For reference, here is the patch I’ve made to libcore to eliminate panicking. I obtain a ~6K reduction in code size in my current kernel by compiling the standard libraries with feature=trivial_panic, mostly because more fmt-related functions can be garbage-collected by the linker. (In both cases, the libraries are compiled -O3. Failure to use -O3 resulted in the 45K image I mentioned earlier)
My understanding of the proposal is that -Z abort-on-panic would do something like this patch (or maybe just replace call panic with abort()), except as a compiler flag, not a configuration variable in libcore
Unless I’m missing something, you should definitely get rid of #[cold] #[inline(never)] (#[inline(always)] would be better). If it’s inlined, the binary doesn’t have to contain the expr/file strings, and the instruction sequence to call panic with those arguments can be replaced with a single instruction abort.
(I can’t believe I missed that) That does improve things, but marginally. Interestingly, the compiler generates a distinct ud2 for each panic!, since a panic is now a jump to a undefined instruction. Checking strings with and without inline shows minor differences (the panic message from Vec::resize appears once, not twice).
I also ran into trouble with the panic overhead writing an x86 bootloader. In my case, I actually wanted to keep the ability to print file/line panic messages, but I didn’t want the expensive formatting code.
Stripping file/line/messages might also be interesting for hosted Unix/Windows programs, perhaps to reduce the size of distributable binaries, or perhaps to avoid leaking internal filenames or source. In either case, I don’t think we want to replace the panic calls with aborts.
For what it’s worth, there’s a lot of avoidable overhead from the panicking/formatting code in a bare metal 32-bit x86 binary. To list a few examples relevant to krzysz00’s kernel:
In Option::expect, replace the panic!("{}", msg) call with panic!(msg). (You have to get panic!(msg) working first.) Formatting a str pulls in padding code.

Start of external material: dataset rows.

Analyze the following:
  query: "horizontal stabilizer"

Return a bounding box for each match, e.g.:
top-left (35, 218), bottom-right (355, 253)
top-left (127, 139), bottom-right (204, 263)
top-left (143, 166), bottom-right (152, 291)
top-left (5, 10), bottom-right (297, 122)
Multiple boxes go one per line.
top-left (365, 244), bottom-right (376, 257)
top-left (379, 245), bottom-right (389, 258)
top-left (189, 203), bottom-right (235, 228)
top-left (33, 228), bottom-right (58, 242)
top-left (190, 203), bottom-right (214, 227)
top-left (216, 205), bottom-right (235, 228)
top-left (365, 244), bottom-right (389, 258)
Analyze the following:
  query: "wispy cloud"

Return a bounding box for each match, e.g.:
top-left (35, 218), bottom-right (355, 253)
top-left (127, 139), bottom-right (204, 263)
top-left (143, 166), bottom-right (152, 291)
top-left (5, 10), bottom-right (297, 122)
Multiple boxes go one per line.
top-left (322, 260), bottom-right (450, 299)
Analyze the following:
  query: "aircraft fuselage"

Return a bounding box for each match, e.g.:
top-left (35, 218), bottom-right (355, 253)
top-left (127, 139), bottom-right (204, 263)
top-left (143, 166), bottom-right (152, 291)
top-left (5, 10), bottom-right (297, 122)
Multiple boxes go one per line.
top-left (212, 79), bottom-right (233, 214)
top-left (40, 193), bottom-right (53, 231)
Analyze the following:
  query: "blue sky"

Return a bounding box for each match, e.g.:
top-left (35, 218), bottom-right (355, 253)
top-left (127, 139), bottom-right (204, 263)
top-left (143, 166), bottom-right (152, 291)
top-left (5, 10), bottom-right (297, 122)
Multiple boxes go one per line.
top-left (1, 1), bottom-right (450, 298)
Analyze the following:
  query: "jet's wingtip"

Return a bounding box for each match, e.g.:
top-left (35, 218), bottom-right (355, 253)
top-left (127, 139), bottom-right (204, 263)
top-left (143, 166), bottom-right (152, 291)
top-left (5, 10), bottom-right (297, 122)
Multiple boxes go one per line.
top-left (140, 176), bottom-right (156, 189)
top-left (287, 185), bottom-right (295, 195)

Fix encode_utf8_raw to stop calling panic_bounds_check. Formatting the usize values in the bounds check error pulls in padding code and integer conversion code. (I opened a related compiler issue.)
Fix the Display::fmt function for usize to stop panicking. It currently panics with a complex error message for the case where the (x % 10) digit value is outside the 0..9 range. There might be an optimizer problem here.
@krzysz00 interesting patch. Indeed I suggest having a compiler flag instead because I believe this is a compilation-wide behavior whereas features are defined per module. I don’t understand your last message, I find logical that panic! in this case are compiled to ud2 and then panic messages should not be generated anymore since they are not used. Can you investigate why the panic message from Vec::resize is still there?
@ryanprichard these may be relevant optimizations, but I’m really interested in removing the overhead of panics in low-level executables <100kB. I agree that this behavior is not suited to end-user applications >1MB.
Ordinarily, ERR_MSG is included in the binary twice. I’m not sure why, but it’s probably because it goes in once as a constant and once as a panic string.
It turns out that I can get larger size savings (and optimize all the panic strings out of the binary) by fully replacing core::panicking::panic_fmt by a call to core::intrinsics::abort().